The risk of leaving farmer vulnerability undetected: How remote surveys can measure changes in poverty

Most of the world's poor are farmers, who deal with much uncertainty and fluctuating levels of income year-round. Until recently, tools to remotely gather data on levels of poverty have not picked up these seasonal changes, making it hard for funders and policymakers to know how and when to best support them. Now, Lean Data specialist 60 Decibels, which spun out of Acumen last year, may have a solution.

“Most of the poor people of the world are farmers – farmers with very small plots of land, who have to deal with a great deal of uncertainty because they don't know what their yield is going to be, and in many years they are making just enough – or not even enough – to have the food that they expect.” - Bill Gates, May 2013


The importance (and challenge) of understanding farmer poverty levels

Bill Gates is famous for saying that if you’re going to do something about poverty, the most effective way to do it is by improving agricultural productivity and farmers’ income. To do this, one must take a two-pronged approach: help farmers increase their incomes and manage the inherent cyclicality of these incomes. 

Most farmers’ incomes follow a seasonal pattern that matches agriculture cycles: they are more cash-constrained and consumption poor before the harvest, and they have their highest cash on hand after the harvest. This is even more pronounced during times of increased climate and economic shocks.



While this pattern is intuitive enough, getting an accurate measure of the size of these swings is harder than it appears. Measuring poverty is a notoriously tricky and often time-intensive task.

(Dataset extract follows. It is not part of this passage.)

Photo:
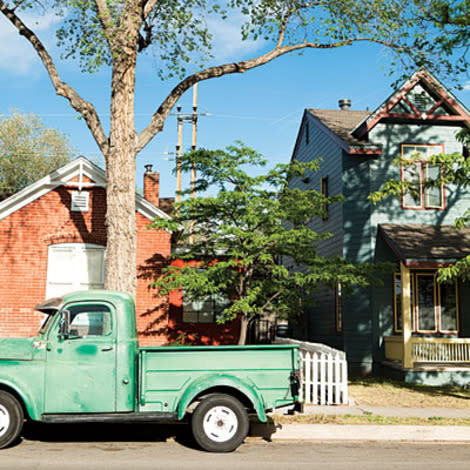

Doing so at regular intervals and with enough sensitivity to pick up seasonal changes is even harder.

Measuring poverty is notoriously tricky... doing so at regular intervals and with enough sensitivity to pick up seasonal changes is even harder

Our team at 60 Decibels set out to tackle this problem by developing and testing a new poverty measurement tool in Kenya. Our pilot revealed stark differences between pre- and post-harvest poverty levels for the Kenyan farmers we spoke to: we found that twice as many households were living in poverty before the harvest compared to after.

These results have implications both for how we measure farmer poverty levels and how we support farmers to minimise these variances throughout the year. They also give us insights into how to think about faster, more sensitive forms of data-gathering during the current Covid-19 crisis, which is severely threatening farmer incomes and food security.


Remote data gathering and the limits of poverty assessment tools

At 60 Decibels, a tech-enabled social impact measurement and customer intelligence company, we’ve been tackling the poverty measurement challenge as a core part of our work for the last six years. The primary tool we use to measure poverty levels is Innovations for Poverty Action’s Poverty Probability Index (PPI). This simple, 10-question survey that takes less than five minutes to execute asks a series of objective questions and produces a probabilistic estimate of the poverty levels of respondents. We’ve been pioneers in the remote deployment of the PPI globally, and we likely have the largest global data set of PPI responses collected by phone surveys: well over 100,000 responses from customers and beneficiaries in 30+ countries.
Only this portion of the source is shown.